Students may choose to write or illustrate a classroom setting when the teacher doesn’t show up for the first day of school.
Back to School, Mallory
Back to School, Mallory by Laurie Friedman
Mallory is starting at a new school in the third grade and her mother is the music teacher. If that isn’t a big enough problem, she has to be an eggplant in the school play.
This is a beginning chapter book and can be used for second and third graders.
What would be the best and the worst things about having one of your parents as a teacher in your school?
Starting School With an Enemy
Starting School with an Enemy by Elisa Carbone
Sarah is a new student in fifth grade and is already starting off on the wrong foot. The older brother of a little boy in Sarah’s neighborhood is out to humiliate her. He is angry that she ran into his little brother on her bicycle. Though she is new, she continues to seek revenge each time her enemy does something to her. This is getting her in trouble at school, at home and with her new friend. Is there a better way to handle this bully?

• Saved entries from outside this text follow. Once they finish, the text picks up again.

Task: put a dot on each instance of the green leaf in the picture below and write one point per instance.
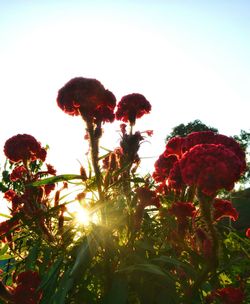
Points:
(56, 179)
(176, 263)
(83, 257)
(32, 256)
(63, 288)
(118, 292)
(150, 269)
(52, 274)
(5, 257)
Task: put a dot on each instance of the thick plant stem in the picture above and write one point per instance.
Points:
(212, 262)
(94, 136)
(94, 148)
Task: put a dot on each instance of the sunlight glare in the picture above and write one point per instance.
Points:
(82, 216)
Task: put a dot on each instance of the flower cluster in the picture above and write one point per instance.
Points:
(224, 208)
(23, 147)
(26, 290)
(87, 97)
(205, 160)
(131, 107)
(151, 238)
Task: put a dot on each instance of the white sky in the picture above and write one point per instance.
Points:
(190, 59)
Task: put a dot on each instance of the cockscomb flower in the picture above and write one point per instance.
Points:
(224, 208)
(87, 97)
(9, 195)
(175, 146)
(163, 165)
(209, 137)
(131, 107)
(210, 167)
(18, 173)
(24, 147)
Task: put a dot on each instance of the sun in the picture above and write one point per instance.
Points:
(82, 216)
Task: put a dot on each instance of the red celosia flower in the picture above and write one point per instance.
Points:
(224, 208)
(182, 210)
(23, 147)
(9, 195)
(5, 227)
(87, 97)
(17, 173)
(209, 137)
(230, 295)
(147, 197)
(48, 188)
(51, 169)
(211, 167)
(132, 106)
(175, 146)
(248, 233)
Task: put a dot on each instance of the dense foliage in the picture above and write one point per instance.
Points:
(149, 239)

The book is written in a first person narrative for fourth through sixth graders. Sarah is a strong character and the drama between Sarah and her enemy makes it a good book to read to your students. There is enough humor and gross incidents to keep students of this age interested. (Although there is mention of Sarah saying she is having her period-pages 32,36)
Discussion- Sarah finally realized that she would get into less trouble if she just ignored Eric’s actions towards her. What other ways can we deal with bullies?
Jeffrey and the Third Grade Ghost
Jeffrey and the Third Grade Ghost by Megan Stine
Jeffrey has always been a troublemaker! But when he gets detentions on the first day of school, he even surprises himself. How can he get people to believe that there is a ghost occupying his desk at school? The ghost talks funny, too! He says things like “daddy-oh".
This is the first in a series about Max the ghost. You and your students will enjoy the antics and humor. There is also a lesson about friendship, too.
1. Draw a picture of what you think Max looks like.
2. Write a story about a ghost in the teachers desk! What kind of trouble would this cause?
Choose from this variety of back to school books and get your new school year off to a fresh and fun start.